The phrase ‘Make me a sandwich’, which distills the age-old sexist stereotype that women belong in the kitchen, is something that I have found myself increasingly thinking about in the context of academia. More specifically, I have found myself thinking about where, in academia, the kitchen might lie, and who might be expected to be in it? Or, put another way: if we know that labour is gendered, and that certain forms of labour are coded as masculine – and are valorised as such – whereas other forms of labour are coded as feminine – and are devalued as such – then what does this mean for the constitution of labour in academia? What, in short, does it mean to make a sandwich, and who is being asked to make it?
Of course as an academic I know that it is published research, above all else, that constitutes the most valorised and rewarded form of labour: it is the necessary-if-not-sufficient precondition for appointments, promotions, raises, accolades, recognition. As a postdoctoral fellow I was advised by my mentor to remember three things: ‘publication, publication, publication.’ And a much-loved and very wise friend has advised me: ‘Don’t ever let your research slip; it’s the only currency you can spend’. She is absolutely right.
But where does that leave the sandwiches? Obviously I don’t mean actual sandwiches (although being a fan of gluten I’m writing this imagining actual sandwiches). What I really mean by ‘making sandwiches’ is ‘engaging in feminised labour’ – and what I mean in turn by that is ‘engaging in labour that is devalued’. The simple fact is that undertaking research is constituted as a distinctly ‘non-sandwich making’ activity. Or, put another way, research is coded, and valued, as ‘real work’. It is, to stretch my metaphor to its very limits, the ‘husband work’ (i.e. the symbolically ‘paid’ work); it is the bring-home-the-bacon-work, if you will. It is just that the wives then have to make the bacon sandwiches. Teaching and admin, in contrast, are coded as the ‘wife work’ – that is, they are classified as not really being ‘work’ at all.

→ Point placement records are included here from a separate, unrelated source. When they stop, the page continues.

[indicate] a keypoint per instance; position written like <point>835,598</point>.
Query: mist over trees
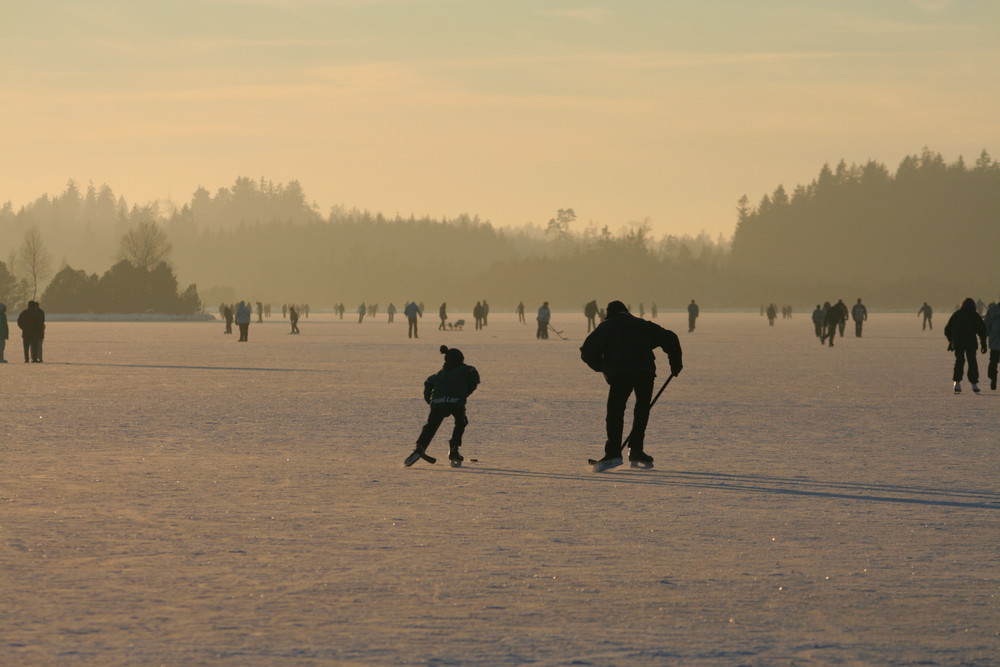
<point>923,232</point>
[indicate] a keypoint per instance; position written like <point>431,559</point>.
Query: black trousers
<point>963,355</point>
<point>621,387</point>
<point>439,411</point>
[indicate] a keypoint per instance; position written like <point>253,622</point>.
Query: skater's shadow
<point>792,486</point>
<point>195,368</point>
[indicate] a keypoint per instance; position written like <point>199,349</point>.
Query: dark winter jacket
<point>452,384</point>
<point>623,345</point>
<point>965,326</point>
<point>32,322</point>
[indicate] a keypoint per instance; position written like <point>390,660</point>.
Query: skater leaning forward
<point>621,347</point>
<point>446,392</point>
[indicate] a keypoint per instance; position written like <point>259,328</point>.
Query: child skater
<point>445,392</point>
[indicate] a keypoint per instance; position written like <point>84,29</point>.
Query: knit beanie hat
<point>616,307</point>
<point>452,355</point>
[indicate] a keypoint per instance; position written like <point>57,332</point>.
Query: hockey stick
<point>651,404</point>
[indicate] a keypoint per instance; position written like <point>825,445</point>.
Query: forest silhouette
<point>922,233</point>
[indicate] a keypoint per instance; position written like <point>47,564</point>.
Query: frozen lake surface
<point>171,496</point>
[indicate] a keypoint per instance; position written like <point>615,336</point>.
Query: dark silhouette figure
<point>243,316</point>
<point>590,312</point>
<point>836,316</point>
<point>692,315</point>
<point>964,329</point>
<point>993,332</point>
<point>477,314</point>
<point>544,315</point>
<point>412,312</point>
<point>818,317</point>
<point>928,313</point>
<point>621,347</point>
<point>859,313</point>
<point>31,322</point>
<point>446,392</point>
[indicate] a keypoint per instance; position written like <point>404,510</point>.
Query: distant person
<point>544,315</point>
<point>446,392</point>
<point>621,348</point>
<point>412,312</point>
<point>31,322</point>
<point>4,331</point>
<point>964,329</point>
<point>818,316</point>
<point>842,323</point>
<point>859,313</point>
<point>928,313</point>
<point>243,317</point>
<point>477,314</point>
<point>692,315</point>
<point>835,318</point>
<point>590,312</point>
<point>993,331</point>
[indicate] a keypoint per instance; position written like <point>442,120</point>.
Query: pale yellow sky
<point>622,110</point>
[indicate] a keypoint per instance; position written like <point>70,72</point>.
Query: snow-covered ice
<point>171,496</point>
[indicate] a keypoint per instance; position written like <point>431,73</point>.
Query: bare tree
<point>33,260</point>
<point>145,245</point>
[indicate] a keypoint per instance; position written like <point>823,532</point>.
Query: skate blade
<point>601,466</point>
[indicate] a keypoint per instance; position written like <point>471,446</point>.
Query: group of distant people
<point>31,322</point>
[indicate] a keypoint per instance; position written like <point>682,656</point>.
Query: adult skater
<point>859,313</point>
<point>412,312</point>
<point>621,347</point>
<point>818,317</point>
<point>590,312</point>
<point>928,313</point>
<point>835,318</point>
<point>4,331</point>
<point>31,322</point>
<point>443,314</point>
<point>544,315</point>
<point>962,330</point>
<point>692,315</point>
<point>243,316</point>
<point>992,330</point>
<point>446,392</point>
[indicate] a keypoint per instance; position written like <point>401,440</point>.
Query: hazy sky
<point>510,109</point>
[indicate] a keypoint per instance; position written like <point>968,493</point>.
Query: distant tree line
<point>921,233</point>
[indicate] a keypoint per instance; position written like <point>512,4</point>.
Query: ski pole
<point>651,404</point>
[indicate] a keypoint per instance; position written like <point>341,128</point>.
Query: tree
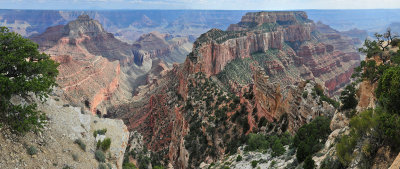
<point>309,163</point>
<point>310,137</point>
<point>23,70</point>
<point>388,91</point>
<point>348,98</point>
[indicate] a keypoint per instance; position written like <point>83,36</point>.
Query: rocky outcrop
<point>96,69</point>
<point>155,45</point>
<point>190,115</point>
<point>329,59</point>
<point>55,144</point>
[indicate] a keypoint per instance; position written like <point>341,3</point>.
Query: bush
<point>81,144</point>
<point>23,70</point>
<point>254,163</point>
<point>388,91</point>
<point>277,148</point>
<point>32,150</point>
<point>309,163</point>
<point>103,166</point>
<point>129,166</point>
<point>257,142</point>
<point>239,158</point>
<point>99,155</point>
<point>348,98</point>
<point>310,137</point>
<point>305,94</point>
<point>105,144</point>
<point>361,125</point>
<point>99,132</point>
<point>75,157</point>
<point>158,167</point>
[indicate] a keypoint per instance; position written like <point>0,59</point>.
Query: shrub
<point>305,94</point>
<point>330,163</point>
<point>129,166</point>
<point>81,144</point>
<point>99,132</point>
<point>348,98</point>
<point>254,163</point>
<point>388,91</point>
<point>310,137</point>
<point>257,142</point>
<point>75,157</point>
<point>99,155</point>
<point>102,166</point>
<point>158,167</point>
<point>309,163</point>
<point>32,150</point>
<point>23,70</point>
<point>239,158</point>
<point>277,148</point>
<point>105,144</point>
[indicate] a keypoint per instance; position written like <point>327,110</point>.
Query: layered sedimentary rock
<point>98,70</point>
<point>329,56</point>
<point>84,74</point>
<point>192,114</point>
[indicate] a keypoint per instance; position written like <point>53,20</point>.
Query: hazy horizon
<point>199,4</point>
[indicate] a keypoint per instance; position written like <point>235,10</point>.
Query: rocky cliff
<point>327,56</point>
<point>55,144</point>
<point>234,83</point>
<point>96,69</point>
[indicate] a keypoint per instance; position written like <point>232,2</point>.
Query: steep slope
<point>233,83</point>
<point>55,144</point>
<point>90,62</point>
<point>96,69</point>
<point>292,38</point>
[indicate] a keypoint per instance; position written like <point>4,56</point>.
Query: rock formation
<point>98,70</point>
<point>200,110</point>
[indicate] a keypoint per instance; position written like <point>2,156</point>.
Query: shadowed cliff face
<point>327,57</point>
<point>234,83</point>
<point>98,70</point>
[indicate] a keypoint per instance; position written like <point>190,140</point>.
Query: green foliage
<point>330,163</point>
<point>129,166</point>
<point>395,58</point>
<point>239,158</point>
<point>99,132</point>
<point>158,167</point>
<point>23,70</point>
<point>348,98</point>
<point>361,125</point>
<point>81,144</point>
<point>75,157</point>
<point>309,163</point>
<point>260,142</point>
<point>305,94</point>
<point>277,148</point>
<point>254,163</point>
<point>370,48</point>
<point>104,145</point>
<point>388,127</point>
<point>257,142</point>
<point>320,92</point>
<point>32,150</point>
<point>99,155</point>
<point>388,91</point>
<point>344,149</point>
<point>102,166</point>
<point>310,137</point>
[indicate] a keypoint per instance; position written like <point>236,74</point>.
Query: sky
<point>200,4</point>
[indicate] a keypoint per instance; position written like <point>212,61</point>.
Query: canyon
<point>96,69</point>
<point>261,70</point>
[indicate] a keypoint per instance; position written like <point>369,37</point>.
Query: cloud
<point>200,4</point>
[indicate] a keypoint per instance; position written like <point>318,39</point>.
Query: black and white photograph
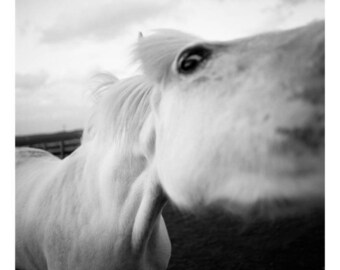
<point>179,135</point>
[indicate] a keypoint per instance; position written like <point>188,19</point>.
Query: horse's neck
<point>124,188</point>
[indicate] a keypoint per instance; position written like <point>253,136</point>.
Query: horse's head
<point>239,121</point>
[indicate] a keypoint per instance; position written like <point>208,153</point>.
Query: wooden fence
<point>60,144</point>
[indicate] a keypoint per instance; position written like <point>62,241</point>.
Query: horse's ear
<point>100,83</point>
<point>157,52</point>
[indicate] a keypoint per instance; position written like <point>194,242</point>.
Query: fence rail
<point>60,144</point>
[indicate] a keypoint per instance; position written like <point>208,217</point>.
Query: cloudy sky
<point>61,44</point>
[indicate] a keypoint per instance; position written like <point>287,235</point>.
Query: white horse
<point>208,124</point>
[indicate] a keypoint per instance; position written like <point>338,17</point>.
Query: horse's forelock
<point>157,52</point>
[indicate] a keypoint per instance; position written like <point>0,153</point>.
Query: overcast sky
<point>60,44</point>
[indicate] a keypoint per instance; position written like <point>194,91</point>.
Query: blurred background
<point>61,44</point>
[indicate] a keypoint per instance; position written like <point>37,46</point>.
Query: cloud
<point>297,2</point>
<point>102,22</point>
<point>30,81</point>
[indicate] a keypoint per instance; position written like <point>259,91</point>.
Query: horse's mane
<point>120,109</point>
<point>158,51</point>
<point>122,106</point>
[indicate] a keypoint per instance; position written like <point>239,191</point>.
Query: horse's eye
<point>191,59</point>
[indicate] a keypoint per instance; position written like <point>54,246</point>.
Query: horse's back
<point>34,170</point>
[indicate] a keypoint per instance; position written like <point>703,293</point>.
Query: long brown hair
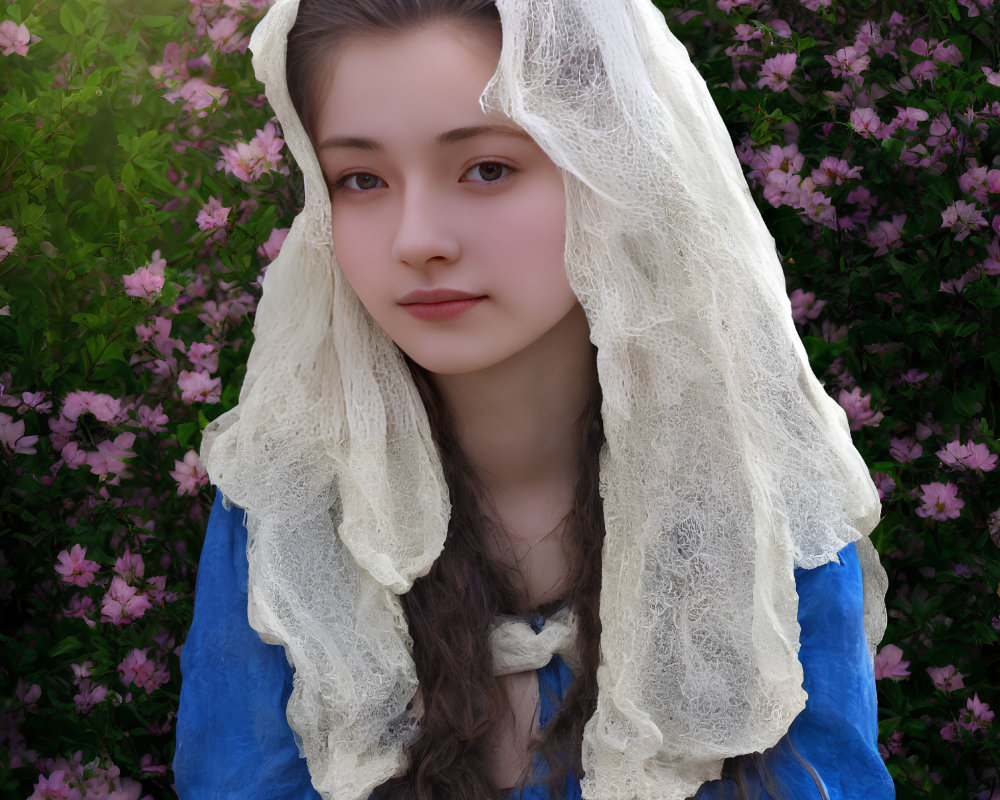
<point>450,611</point>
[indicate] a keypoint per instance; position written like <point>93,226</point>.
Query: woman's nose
<point>426,233</point>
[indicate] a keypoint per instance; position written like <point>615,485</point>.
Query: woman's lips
<point>436,304</point>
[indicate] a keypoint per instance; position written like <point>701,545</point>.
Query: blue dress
<point>233,739</point>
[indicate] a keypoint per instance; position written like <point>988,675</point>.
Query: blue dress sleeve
<point>836,734</point>
<point>233,739</point>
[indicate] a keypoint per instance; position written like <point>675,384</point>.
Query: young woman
<point>530,491</point>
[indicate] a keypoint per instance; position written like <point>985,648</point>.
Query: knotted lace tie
<point>518,648</point>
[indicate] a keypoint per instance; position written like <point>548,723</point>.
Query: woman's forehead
<point>422,84</point>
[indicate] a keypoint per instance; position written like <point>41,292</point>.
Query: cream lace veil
<point>726,464</point>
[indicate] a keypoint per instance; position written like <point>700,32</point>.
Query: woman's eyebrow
<point>448,137</point>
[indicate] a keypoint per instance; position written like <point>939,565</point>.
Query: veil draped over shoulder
<point>726,464</point>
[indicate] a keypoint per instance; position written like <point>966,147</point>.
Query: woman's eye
<point>487,172</point>
<point>360,181</point>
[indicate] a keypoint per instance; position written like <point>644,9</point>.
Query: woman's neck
<point>516,421</point>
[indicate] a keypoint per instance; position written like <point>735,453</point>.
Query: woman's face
<point>449,223</point>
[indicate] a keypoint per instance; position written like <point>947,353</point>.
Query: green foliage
<point>910,324</point>
<point>105,163</point>
<point>110,152</point>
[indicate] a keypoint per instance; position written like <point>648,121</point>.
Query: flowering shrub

Let me instantly qualify this. Most academics love teaching, and see it as hugely important; indeed, many see it is the single most important aspect of what we do. Few academics love admin, but we recognise that it is an important (if not always entirely necessary) part of our jobs. But, if you ask any random academic (as I frequently do), then what we will tend to say is this: that, although teaching and admin take up nearly every moment of our working ‘slash’ waking lives, we spend every one of those moments with the horrible, sick sense that we are not doing our ‘proper’ work. Because our ‘proper’ work – or so the structures tell us – is to write. Writing is, in effect, constructed as the economically productive work (whereas teaching and admin are positioned as the socially reproductive work). And most academics do (desperately) want to write. We love it, indeed need to do it. It enhances our teaching, and helps us to engage with the ‘world outside’. It’s just that there are so many sandwiches to make that we have to squeeze in half an hour of writing at weekends. It is stressful to write a ground-breaking, 80,000 word book in a handful of evenings whilst simultaneously making a gazillion sandwiches.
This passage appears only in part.